Le frisson fut violent, profond, venu du plus intime. Un éclair de chaleur irradia son ventre, monta jusqu'à sa gorge. Elle lâcha un souffle tremblant.
- Vous avez senti ? murmura-t-elle, la voix fêlée.
Draven recula brusquement, comme brûlé. Il la fixa, les traits figés.
- Ce n'est rien. Un réflexe du corps. Une... illusion hormonale.
Elle éclata d'un rire amer.
- Vous niez même votre propre peau.
Il serra les poings.
- Tu crois que je vais m'agenouiller devant une étrangère sortie des bois parce que mon cœur rate un battement en sa présence ? Que je vais croire à cette... mascarade parce qu'un ancien texte a écrit ton nom dans le vent ?
- Non, répondit-elle froidement. Je ne veux pas que vous vous agenouilliez. Je veux que vous ouvriez les yeux.
Il se détourna, brusquement, frappant de sa paume le pilier de pierre à sa gauche. Un bruit sec résonna dans la salle.
- Je n'ai pas besoin d'un lien. Je n'ai pas besoin de toi.
- Et pourtant, me voilà.
Un autre silence. Pesant. Il respirait fort, les épaules tendues. Quand il se retourna, ses yeux n'étaient plus froids. Ils brûlaient.
- Tu ne sais pas ce que tu réveilles.
- Alors dites-le-moi.
Il marcha vers elle, cette fois sans hésitation. Son corps tout entier semblait tendu, contenu. Il s'arrêta à un souffle de son visage.

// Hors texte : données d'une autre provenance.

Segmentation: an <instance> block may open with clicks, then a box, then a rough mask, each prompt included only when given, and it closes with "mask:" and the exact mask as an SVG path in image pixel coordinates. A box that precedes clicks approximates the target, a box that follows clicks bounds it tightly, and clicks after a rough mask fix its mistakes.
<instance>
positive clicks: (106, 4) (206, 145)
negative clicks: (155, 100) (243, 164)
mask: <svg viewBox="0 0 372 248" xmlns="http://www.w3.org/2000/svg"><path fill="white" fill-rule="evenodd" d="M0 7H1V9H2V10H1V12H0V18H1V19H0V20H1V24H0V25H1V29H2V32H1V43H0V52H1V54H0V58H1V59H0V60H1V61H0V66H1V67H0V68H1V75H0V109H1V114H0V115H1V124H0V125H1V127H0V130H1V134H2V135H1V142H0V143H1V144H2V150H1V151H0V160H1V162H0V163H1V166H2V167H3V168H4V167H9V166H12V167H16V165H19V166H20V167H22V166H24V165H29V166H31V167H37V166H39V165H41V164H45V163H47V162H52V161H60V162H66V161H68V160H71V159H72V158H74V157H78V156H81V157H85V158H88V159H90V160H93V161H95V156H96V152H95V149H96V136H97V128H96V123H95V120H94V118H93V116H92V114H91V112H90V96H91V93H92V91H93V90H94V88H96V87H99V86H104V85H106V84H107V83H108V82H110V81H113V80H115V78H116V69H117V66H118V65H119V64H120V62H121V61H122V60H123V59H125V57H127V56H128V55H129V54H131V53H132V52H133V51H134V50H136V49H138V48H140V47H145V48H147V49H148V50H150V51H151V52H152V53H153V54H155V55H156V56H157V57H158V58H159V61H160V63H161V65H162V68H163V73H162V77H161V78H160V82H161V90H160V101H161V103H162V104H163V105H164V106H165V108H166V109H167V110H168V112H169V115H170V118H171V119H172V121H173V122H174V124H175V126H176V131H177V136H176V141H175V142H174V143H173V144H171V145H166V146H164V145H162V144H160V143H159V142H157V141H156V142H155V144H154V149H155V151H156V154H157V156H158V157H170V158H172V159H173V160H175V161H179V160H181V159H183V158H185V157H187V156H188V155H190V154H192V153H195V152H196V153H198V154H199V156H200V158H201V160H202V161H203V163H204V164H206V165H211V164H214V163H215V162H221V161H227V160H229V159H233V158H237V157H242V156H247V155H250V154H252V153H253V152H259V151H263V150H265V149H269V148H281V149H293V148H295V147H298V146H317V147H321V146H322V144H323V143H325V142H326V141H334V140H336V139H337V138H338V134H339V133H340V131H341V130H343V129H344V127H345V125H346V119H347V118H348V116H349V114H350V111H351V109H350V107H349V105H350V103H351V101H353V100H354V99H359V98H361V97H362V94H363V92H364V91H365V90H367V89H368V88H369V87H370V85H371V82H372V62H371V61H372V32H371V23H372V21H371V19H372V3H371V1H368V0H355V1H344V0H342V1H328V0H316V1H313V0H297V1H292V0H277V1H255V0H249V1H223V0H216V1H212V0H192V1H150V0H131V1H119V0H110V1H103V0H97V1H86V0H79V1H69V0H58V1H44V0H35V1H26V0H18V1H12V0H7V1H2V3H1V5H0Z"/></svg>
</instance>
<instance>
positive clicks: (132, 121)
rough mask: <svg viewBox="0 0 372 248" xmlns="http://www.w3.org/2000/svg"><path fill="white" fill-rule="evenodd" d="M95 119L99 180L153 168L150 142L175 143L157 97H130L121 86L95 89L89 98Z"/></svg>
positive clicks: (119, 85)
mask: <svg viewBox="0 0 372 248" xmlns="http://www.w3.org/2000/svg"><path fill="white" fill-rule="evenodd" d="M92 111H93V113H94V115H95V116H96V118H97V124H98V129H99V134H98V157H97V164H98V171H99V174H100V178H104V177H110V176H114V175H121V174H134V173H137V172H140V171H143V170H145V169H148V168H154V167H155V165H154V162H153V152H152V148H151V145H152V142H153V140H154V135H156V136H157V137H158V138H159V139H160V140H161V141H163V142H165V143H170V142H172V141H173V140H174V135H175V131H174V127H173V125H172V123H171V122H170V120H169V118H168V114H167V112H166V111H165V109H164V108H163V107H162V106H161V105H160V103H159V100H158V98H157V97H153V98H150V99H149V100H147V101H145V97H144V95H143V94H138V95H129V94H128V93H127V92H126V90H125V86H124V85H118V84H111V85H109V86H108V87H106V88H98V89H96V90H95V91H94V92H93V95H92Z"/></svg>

- Tu veux la vérité ? Très bien. Il y a huit ans, j'ai aimé. Follement. J'ai cru en une autre promesse, une autre prophétie. Et j'ai tenu son cadavre dans mes bras avant de le brûler moi-même. Depuis, je ne crois plus aux signes, aux appels, ni aux visions. Je crois au sang. À la loyauté qu'on exige, pas qu'on implore.
Elle sentit la morsure de ses mots comme un fouet. Mais elle ne fléchit pas.
- Je ne suis pas elle.
- Mais tu pourrais être pire.
- Et si je vous sauvais ?
Il eut un rire sans joie.
- Je n'ai pas besoin d'être sauvé.
Elle leva la main. Lentement. Et posa ses doigts contre sa poitrine. Juste là, au-dessus du cœur. Il ne bougea pas. Mais elle sentit le battement, rapide, violent.
- Alors expliquez-moi pourquoi ce cœur vous échappe.
Le souffle de Draven devint plus profond. Il ne l'écarta pas. Il ne toucha pas sa main non plus.
- Tu es un danger.
- Je suis votre vérité.
- Tu es un choix que je n'ai jamais voulu.
- Et pourtant, vous devrez me faire face.
Il ferma les yeux un instant. Puis se détacha brutalement.
- Tu restes ici. Une chambre t'attend. Tu n'as pas le droit de quitter le domaine sans ma permission.
Elle le fixa, stupéfaite.
- Vous me gardez prisonnière ?
- Je t'observe.
- Et si je m'en vais malgré tout ?
Il ne répondit pas. Se contenta de tourner les talons, sa cape battant dans l'air comme une aile sombre. La porte claqua derrière lui.
Luna resta seule. Le cœur en tempête. Le bras encore tendu vers un homme qui refusait de voir. Mais elle l'avait senti. Sous sa froideur, sous la peur. Le lien.
Il était là. Vivant. Et il allait les consumer.